It takes about 30 minutes to answer some questions and get your recommendations. Before you begin, you’ll need to have:

  1. Your Social Security number
  2. The first page of your most recent tax return or tax transcript so you know your filing status, adjusted gross income (AGI), and wages.
  3. The username and passwords you use to log in and pay any of your student loan servicers (e.g., Navient, Nelnet, Great Lakes). Savi will use these to automatically import your student loan information. You can also choose to manually enter your loan details — the loan type(s), original principal borrowed, your interest rate(s), the year(s) you started repaying, and your monthly payment amounts.

What are income-driven repayment plans?

An income-driven repayment (IDR) plan can lower your monthly payments based on how much you earn versus the total loan amount. These plans are available to make monthly payments more affordable for people with federal student loans. If you’re out of work, or if your income is low enough, your payments could be as little as $0.

There are four common income-driven plans:

  • Revised Pay As You Earn (REPAYE)
  • Pay As You Earn (PAYE)
  • Income-Based Repayment (IBR)
  • Income-Contingent Repayment (ICR)

Each plan has different eligibility criteria based on the types of loans you hold and when you took out the loans. Your payment amounts are based on 10-20% of your discretionary income, depending on which plan you are eligible for and enrolled in. The U.S. Department of Education defines this as your after-tax income minus the poverty guidelines for your family size.
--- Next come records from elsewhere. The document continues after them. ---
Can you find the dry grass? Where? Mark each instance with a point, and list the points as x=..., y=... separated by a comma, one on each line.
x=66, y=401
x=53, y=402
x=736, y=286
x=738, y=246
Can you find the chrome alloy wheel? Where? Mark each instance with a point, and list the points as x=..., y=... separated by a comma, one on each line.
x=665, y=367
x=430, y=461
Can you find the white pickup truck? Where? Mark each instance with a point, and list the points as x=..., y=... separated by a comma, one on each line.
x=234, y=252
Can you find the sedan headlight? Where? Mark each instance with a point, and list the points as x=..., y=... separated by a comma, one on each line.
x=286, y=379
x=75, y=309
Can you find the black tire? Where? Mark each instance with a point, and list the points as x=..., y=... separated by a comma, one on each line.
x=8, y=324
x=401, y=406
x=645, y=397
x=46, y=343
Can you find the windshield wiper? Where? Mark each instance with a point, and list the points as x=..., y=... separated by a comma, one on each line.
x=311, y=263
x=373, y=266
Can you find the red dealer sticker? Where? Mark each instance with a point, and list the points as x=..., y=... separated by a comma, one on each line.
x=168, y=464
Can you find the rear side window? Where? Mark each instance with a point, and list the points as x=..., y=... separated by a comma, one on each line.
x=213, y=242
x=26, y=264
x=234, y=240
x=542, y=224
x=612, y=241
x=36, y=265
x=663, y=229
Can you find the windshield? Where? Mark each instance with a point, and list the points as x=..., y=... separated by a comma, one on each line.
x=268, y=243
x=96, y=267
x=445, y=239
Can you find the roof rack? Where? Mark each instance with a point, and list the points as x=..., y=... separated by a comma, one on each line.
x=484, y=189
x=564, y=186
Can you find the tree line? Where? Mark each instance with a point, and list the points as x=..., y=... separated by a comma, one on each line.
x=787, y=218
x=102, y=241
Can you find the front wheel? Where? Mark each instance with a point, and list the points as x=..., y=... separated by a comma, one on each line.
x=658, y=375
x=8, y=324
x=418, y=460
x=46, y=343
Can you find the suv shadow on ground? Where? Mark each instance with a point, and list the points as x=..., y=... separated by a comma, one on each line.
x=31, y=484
The Savi tool identifies all of the best loan repayment options available to you and provides you with the information you need in order to make an informed decision.

Learn more about loan repayment options.

What if my loans are in default? Can ‘Fresh Start’ program help?

Fresh Start is a one-time temporary program from the U.S. Department of Education (ED) that offers special benefits for borrowers with defaulted federal student loans. If you’re in default, the Department of Education’s new Fresh Start program can help restore your credit report, end collections, and restore your eligibility to enroll in an income-driven repayment plan.

Call the Default Resolution Group at 1-800-621-3115. If you are deaf or hard of hearing, the TTY number is 1-877-825-9923. You can also call this number if they do not know whether your loan is held by the Default Resolution Group or a Guaranty Agency.

Is Savi free?

Savi’s DIY (Do-It-Yourself) Plan is available at no cost. If you are over 50 and meet the income guidelines outlined below, AARP Foundation will cover the cost of the Essential Plan — which includes ongoing support from Savi’s customer service team — so you can access that option for free.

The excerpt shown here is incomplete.